Arribam à nossa caixa do correio alusões a um suposto desleixo (leia-se desinteresse) pela análise da actualidade (presume-se que política e económica…) no “Inútil”. Sucede que a pena que o sustenta, quando não está a deitar os bofes, sabe-se lá bem porquê, deita-se solenemente escarranchada sonhando séculos passados. O corpo que a prolonga anda numa fona a ver onde param as modas. Mais a mais, é anacrónico dos pés à cabeça, bilioso e de uma indolência a toda a prova. Ainda por cima dá cabo do caco a ler. E lê tudo que lhe chega à mão, incluindo os folhetos que acompanham os remédios. Todavia mata o bicho de preferência, e sem desdém, com os “antigos”, por exemplo:
- Hás-de saber, amigo Sancho Pança – respondeu D. Quixote – que foi costume muito usado dos antigos cavaleiros andantes fazerem aos escudeiros governadores das ilhas ou reinos que ganhavam.
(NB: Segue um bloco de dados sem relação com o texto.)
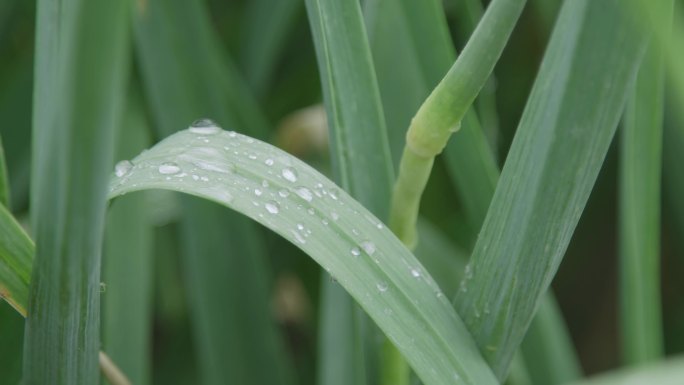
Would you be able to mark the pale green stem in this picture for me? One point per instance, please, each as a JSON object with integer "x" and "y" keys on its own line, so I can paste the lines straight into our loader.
{"x": 112, "y": 372}
{"x": 438, "y": 117}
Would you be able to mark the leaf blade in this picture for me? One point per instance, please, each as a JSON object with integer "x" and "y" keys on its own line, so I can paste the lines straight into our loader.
{"x": 553, "y": 141}
{"x": 426, "y": 335}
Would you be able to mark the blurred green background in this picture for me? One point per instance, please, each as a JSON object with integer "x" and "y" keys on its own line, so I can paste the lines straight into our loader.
{"x": 586, "y": 284}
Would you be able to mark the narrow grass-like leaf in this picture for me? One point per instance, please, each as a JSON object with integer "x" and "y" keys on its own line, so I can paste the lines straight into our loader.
{"x": 352, "y": 102}
{"x": 567, "y": 126}
{"x": 4, "y": 178}
{"x": 668, "y": 372}
{"x": 11, "y": 341}
{"x": 201, "y": 81}
{"x": 469, "y": 160}
{"x": 292, "y": 199}
{"x": 266, "y": 26}
{"x": 80, "y": 74}
{"x": 200, "y": 73}
{"x": 361, "y": 165}
{"x": 16, "y": 257}
{"x": 548, "y": 348}
{"x": 127, "y": 265}
{"x": 641, "y": 161}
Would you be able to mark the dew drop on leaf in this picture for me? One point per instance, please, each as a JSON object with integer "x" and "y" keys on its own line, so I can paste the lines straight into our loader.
{"x": 368, "y": 247}
{"x": 204, "y": 127}
{"x": 272, "y": 207}
{"x": 382, "y": 286}
{"x": 168, "y": 168}
{"x": 289, "y": 174}
{"x": 122, "y": 168}
{"x": 304, "y": 193}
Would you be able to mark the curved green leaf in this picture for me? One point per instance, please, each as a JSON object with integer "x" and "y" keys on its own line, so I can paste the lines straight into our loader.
{"x": 292, "y": 199}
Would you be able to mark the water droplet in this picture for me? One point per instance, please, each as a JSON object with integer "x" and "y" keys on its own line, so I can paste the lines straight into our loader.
{"x": 290, "y": 174}
{"x": 468, "y": 274}
{"x": 298, "y": 237}
{"x": 204, "y": 127}
{"x": 272, "y": 207}
{"x": 368, "y": 247}
{"x": 169, "y": 168}
{"x": 304, "y": 193}
{"x": 122, "y": 168}
{"x": 455, "y": 127}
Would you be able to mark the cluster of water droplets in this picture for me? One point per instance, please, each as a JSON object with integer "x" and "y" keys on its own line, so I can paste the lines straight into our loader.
{"x": 225, "y": 164}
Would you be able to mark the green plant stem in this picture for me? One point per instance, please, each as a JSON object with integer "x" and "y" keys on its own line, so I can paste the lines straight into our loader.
{"x": 641, "y": 159}
{"x": 438, "y": 117}
{"x": 406, "y": 196}
{"x": 441, "y": 113}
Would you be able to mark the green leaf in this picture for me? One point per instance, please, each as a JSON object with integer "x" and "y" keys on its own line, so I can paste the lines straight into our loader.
{"x": 405, "y": 77}
{"x": 641, "y": 162}
{"x": 267, "y": 24}
{"x": 566, "y": 127}
{"x": 361, "y": 165}
{"x": 16, "y": 257}
{"x": 292, "y": 199}
{"x": 202, "y": 81}
{"x": 4, "y": 178}
{"x": 200, "y": 73}
{"x": 668, "y": 372}
{"x": 11, "y": 342}
{"x": 127, "y": 265}
{"x": 80, "y": 74}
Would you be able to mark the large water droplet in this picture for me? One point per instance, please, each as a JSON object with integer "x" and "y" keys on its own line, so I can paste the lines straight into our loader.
{"x": 368, "y": 247}
{"x": 290, "y": 174}
{"x": 304, "y": 193}
{"x": 272, "y": 207}
{"x": 334, "y": 193}
{"x": 122, "y": 168}
{"x": 168, "y": 168}
{"x": 298, "y": 237}
{"x": 204, "y": 127}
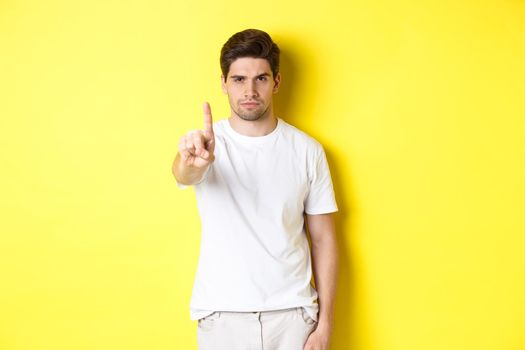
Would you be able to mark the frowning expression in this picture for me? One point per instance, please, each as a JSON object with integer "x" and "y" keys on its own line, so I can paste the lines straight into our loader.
{"x": 250, "y": 85}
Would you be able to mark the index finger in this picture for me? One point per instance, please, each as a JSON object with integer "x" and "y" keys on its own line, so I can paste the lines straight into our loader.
{"x": 208, "y": 122}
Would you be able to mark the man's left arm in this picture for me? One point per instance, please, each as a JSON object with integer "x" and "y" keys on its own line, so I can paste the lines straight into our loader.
{"x": 321, "y": 228}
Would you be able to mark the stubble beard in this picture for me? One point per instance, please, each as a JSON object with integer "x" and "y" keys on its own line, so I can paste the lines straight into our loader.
{"x": 251, "y": 115}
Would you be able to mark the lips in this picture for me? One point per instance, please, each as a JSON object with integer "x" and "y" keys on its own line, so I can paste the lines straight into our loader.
{"x": 249, "y": 104}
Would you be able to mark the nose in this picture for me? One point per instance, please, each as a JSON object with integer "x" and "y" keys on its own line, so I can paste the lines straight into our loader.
{"x": 250, "y": 90}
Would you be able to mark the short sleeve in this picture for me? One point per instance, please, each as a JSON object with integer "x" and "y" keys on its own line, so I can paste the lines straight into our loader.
{"x": 320, "y": 198}
{"x": 204, "y": 176}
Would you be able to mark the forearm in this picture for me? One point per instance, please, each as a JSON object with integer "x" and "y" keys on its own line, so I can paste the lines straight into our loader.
{"x": 186, "y": 175}
{"x": 325, "y": 266}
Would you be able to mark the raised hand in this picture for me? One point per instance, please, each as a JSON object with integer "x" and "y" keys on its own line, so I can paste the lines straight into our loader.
{"x": 197, "y": 146}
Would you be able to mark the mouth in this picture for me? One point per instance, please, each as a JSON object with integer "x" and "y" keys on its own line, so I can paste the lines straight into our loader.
{"x": 249, "y": 104}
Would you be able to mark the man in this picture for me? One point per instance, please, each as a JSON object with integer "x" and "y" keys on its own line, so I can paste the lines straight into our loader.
{"x": 256, "y": 179}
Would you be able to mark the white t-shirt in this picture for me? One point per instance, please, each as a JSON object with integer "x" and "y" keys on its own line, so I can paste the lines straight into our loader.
{"x": 254, "y": 253}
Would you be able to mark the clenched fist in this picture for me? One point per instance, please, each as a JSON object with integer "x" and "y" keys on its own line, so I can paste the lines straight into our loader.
{"x": 197, "y": 146}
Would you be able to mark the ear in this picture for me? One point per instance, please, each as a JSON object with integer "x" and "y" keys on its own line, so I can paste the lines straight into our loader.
{"x": 223, "y": 84}
{"x": 277, "y": 81}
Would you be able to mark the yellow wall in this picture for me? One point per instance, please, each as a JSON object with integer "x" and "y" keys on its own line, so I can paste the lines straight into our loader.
{"x": 420, "y": 106}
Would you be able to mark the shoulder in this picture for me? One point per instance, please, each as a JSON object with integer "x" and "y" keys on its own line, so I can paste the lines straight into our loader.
{"x": 301, "y": 137}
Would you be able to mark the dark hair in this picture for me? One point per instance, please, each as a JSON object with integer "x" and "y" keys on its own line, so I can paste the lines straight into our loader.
{"x": 250, "y": 43}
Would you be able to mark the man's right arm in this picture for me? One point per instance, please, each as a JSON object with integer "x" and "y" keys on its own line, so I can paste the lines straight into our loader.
{"x": 195, "y": 152}
{"x": 186, "y": 175}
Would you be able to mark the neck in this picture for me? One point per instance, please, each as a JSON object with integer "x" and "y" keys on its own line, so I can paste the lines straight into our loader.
{"x": 260, "y": 127}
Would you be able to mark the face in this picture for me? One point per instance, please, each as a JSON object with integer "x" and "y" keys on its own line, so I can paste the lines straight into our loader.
{"x": 250, "y": 86}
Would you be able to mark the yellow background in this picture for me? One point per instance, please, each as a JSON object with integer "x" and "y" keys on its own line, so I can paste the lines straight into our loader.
{"x": 420, "y": 107}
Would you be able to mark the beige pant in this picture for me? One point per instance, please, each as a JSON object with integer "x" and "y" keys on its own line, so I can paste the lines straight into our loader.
{"x": 285, "y": 329}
Por minha parte não só estou resolvido a não quebrar tão grata usança como tenciono ir mais longe. Enquanto que os meus antecessores, as mais das vezes, esperavam que os escudeiros chegassem à velhice, já quando fartos de servir e de aguentar boléus, para os galardoar com um título de conde, quando muito marquês de qualquer parvónia, eu, se Deus nos der vida, talvez dentro de meia dúzia de dias ganhe um reino com outros reinos vassalos e tu sejas coroado rei de um deles. E não te espantes, porque tais fenómenos são o pão nosso de cada dia dos cavaleiros andantes, e com toda a facilidade te poderia dar ainda mais do que te prometo.
Miguel de Cervantes Saavedra, “D. Quixote De La Mancha”, - Tradução de Aquilino Ribeiro
Um comentário:
Quixote: o sonho mais inocente, a aventura mais doce e fuga mais deliciosa deste pardieiro quotidiano (atrevo-me a acrescentar)... excelente escolha!